Suggestions and examples of the sorts of books we are looking for

Books could cover any of the topics outlined in the scope, but below are some suggestions along with an explanation about the different types. Please note this is not exhaustive, and most suggestions tend to be marketing-linked because that literature is more established than the management aspects (something we hope to change with the series!). So we will consider non-marketing topics.

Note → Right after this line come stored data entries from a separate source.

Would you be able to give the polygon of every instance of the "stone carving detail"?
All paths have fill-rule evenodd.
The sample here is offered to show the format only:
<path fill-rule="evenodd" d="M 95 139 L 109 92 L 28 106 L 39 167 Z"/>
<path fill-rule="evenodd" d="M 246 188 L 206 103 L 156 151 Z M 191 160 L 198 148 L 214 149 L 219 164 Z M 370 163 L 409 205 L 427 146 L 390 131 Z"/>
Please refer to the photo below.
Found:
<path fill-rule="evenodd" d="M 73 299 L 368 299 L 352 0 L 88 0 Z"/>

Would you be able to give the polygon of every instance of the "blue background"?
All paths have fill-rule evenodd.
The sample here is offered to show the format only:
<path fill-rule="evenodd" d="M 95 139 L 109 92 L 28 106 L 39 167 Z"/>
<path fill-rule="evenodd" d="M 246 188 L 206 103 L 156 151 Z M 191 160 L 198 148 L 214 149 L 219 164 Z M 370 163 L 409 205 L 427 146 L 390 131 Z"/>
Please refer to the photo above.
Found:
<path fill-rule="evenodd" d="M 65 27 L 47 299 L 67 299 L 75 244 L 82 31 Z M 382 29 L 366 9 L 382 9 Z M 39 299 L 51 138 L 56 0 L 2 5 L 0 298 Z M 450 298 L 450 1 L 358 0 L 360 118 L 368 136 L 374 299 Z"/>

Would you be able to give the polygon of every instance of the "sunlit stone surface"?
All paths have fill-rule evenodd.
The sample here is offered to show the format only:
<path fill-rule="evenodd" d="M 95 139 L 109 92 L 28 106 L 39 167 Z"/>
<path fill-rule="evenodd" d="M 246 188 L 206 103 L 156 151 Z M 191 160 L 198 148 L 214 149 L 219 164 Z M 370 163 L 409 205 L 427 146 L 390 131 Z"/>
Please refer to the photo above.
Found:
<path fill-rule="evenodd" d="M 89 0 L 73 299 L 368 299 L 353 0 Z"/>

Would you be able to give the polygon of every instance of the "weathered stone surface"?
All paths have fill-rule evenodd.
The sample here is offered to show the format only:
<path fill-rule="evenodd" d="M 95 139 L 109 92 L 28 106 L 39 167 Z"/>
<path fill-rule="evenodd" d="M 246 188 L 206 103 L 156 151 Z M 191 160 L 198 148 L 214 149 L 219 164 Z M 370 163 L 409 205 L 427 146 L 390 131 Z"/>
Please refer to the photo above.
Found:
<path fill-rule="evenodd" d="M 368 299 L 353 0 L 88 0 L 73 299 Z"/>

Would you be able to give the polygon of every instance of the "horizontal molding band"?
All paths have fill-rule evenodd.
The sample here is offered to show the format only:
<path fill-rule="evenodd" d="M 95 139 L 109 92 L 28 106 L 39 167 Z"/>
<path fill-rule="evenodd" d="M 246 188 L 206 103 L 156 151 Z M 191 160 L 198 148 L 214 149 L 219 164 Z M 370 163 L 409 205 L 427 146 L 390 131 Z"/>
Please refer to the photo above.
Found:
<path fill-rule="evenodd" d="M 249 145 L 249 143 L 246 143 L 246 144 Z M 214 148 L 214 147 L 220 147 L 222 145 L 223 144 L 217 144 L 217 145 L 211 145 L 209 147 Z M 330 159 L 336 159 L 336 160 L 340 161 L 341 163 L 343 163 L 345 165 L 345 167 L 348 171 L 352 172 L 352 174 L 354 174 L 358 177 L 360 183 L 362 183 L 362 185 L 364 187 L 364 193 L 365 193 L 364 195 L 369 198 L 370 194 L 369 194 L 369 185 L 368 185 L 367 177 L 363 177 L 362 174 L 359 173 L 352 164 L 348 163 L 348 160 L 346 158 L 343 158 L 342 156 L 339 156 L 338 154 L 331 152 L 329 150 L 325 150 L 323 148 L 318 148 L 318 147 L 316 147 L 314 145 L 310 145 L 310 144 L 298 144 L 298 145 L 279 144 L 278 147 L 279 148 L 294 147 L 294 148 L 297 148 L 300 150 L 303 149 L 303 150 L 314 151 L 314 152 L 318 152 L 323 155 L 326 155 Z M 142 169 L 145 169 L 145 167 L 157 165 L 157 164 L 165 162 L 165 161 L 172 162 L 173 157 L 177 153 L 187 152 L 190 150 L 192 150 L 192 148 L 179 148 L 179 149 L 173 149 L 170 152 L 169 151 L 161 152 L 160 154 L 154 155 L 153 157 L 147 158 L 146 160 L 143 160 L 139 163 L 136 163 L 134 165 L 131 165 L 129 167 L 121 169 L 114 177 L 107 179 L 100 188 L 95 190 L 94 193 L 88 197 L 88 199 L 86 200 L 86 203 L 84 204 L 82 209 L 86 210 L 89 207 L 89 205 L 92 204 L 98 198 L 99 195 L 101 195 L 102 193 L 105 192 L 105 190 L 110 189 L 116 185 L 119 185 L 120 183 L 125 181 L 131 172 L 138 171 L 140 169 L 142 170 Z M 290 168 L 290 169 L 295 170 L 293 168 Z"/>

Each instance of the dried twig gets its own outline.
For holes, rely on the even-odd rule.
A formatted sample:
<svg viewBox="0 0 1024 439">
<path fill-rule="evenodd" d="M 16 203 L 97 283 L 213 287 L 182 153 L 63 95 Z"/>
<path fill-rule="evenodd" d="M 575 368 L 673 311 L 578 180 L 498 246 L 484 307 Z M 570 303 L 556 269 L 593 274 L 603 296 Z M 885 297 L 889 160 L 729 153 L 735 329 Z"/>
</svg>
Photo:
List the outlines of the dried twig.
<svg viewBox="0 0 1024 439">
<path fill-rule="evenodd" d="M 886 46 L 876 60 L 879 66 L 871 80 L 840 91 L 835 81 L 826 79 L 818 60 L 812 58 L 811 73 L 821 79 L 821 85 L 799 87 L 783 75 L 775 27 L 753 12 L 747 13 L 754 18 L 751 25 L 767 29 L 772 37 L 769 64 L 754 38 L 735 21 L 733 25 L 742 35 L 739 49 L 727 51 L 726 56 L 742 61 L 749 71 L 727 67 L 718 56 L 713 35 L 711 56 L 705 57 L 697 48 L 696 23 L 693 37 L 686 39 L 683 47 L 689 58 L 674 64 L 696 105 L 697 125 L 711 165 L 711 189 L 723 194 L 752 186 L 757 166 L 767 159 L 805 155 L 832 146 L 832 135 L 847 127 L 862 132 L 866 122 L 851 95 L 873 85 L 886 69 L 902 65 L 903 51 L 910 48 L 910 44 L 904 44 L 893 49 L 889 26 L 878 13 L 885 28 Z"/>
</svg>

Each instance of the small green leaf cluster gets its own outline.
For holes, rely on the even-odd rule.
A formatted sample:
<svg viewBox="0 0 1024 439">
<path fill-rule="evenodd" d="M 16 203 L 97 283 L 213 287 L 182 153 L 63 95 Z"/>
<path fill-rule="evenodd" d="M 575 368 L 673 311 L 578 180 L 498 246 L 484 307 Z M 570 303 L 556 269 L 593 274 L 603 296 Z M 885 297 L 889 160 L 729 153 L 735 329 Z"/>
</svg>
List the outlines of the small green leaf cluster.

If you have an idea and think it fits into the series, regardless of whether it is listed below, please get in touch!

Topic focused books

The following areas illustrate the kinds of topics books in the series might cover:

  • Political market intelligence: research tools used in politics (polling, focus groups, role play, co-creation, consultation etc), segmentation, voter profiling, stakeholder insight, voter insight, experimentation, analytics and modeling.
  • The Political Consumer: rising consumerist attitudes amongst citizens towards politicians; consumer behaviour theories applied to politics to understand voter behaviour; drivers of voter choice; electoral commission work to increase political participation using marketing.
  • Political management: management theories applied to managing staff and relationships in a government department or agency, PM’s office, parliament, party office and campaign. Aspects might include crisis management, change management, issues management, political event management, reputation management, delivery management, political human resource management, relationship management and stakeholder management/engagement. Focus might be on the political-public service interface, cohesion within the government party, managing the caucus and party donors, and exploring parliamentary arenas and behavior.
  • Political advising: the work of anyone advising a politician or political organization, such as ministerial, parliamentary or constituency staff advisors in government or opposition, civil servants, consultants, market researchers, pollsters, strategists, advertisers.
  • Political strategy: creation and achievement of goals, strategic models and approaches, positioning, targeting, market-orientation, political branding, the politics of policy making and governing; marketing control and analysis.
  • Political leadership: collaborative leadership, appreciative leadership, adaptive leadership to politics, personalized leadership, political oratory and rhetoric, leadership in networked political organizations, distributed political leadership at different levels of political organizations, followers and followership styles; strategic leadership, decision making; and analysis of the core executive.
  • Political Organisation: volunteer/party management, managing a political office, political HR, conflict management, internal party marketing, membership relationship management, GOTV, relationship marketing to members, new organizational forms in democracy, training, resource management (finance/fund raising, people), information management, planning, policy implementation/delivery; grassroots organisation.
  • Political communication management: management communication theories applied to politics, such as public relations, strategic communications and e-marketing.
  • Ethics and challenges in political management – balancing principle and pragmatism, the need to adapt management concepts and tools to the political environment and the democratic implications of managing politics.

Election-focused books

We would particularly welcome proposals for books on political marketing and management in particular elections, for example UK 2015, Canada 2015, US 2016, Australia 2016, New Zealand 2014. The Pivot format will enable hot off the press political marketing and management perspectives on major events such as elections. There could be a book for each US, Canadian, NZ, Australian, French, German election etc. Combining academic and practitioner contributions, this would provide a rich, topical yet reflective and informed perspective on major events.

Regarding types of books, please note:

  • our desire to include political management not just marketing (e.g. organisational, office staff, leadership) where possible and appropriate.
  • the need to make sure it’s not just campaign management, and it should include consideration of political marketing and management in government. Policy can also be brought in.
  • it should be distinct from other election books and as with all books for the series, have marketing/management/strategy/leadership dimensions, adapting the marketing and management business literature.

Market not just producer focused

Books can also focus on the user/public/voter/market end e.g. ‘Political Consumer behaviour’; ‘Understanding party members’; ‘Segmenting the market’; ‘Profiling voters in elections’ and include a range of data e.g. Vote compass, big data, and qualitative data.

Country focused books

There are now books on political marketing in the US, Canada and the UK. We will welcome books on political marketing and management in other countries, and will consider books on all countries around the world including developing democracies. However please note that:

  • practice and research into political marketing and management has to be sufficiently developed to enable this.
  • the market for these will also be less developed – anything on the US everyone wants to read; but not everyone in the US wants to read something on smaller lesser well known and developed countries.
  • authors should do research and make the case for the market in their proposal.
  • also make the argument for the intellectual benefits that would come from publishing the book e.g. it should lead to courses being taught, a group/association being founded etc. so the market would be grown by the book.
  • consider grouping countries into regions to expand the market e.g. Political marketing and management in Asia/Latin American.
  • consider books that include comparative analysis e.g. ‘Marketing presidents: the case of Obama and x president in Bolivia.’
  • consider placing books that focus on one country within an international context e.g. ‘How x president in x country copied US president Obama.’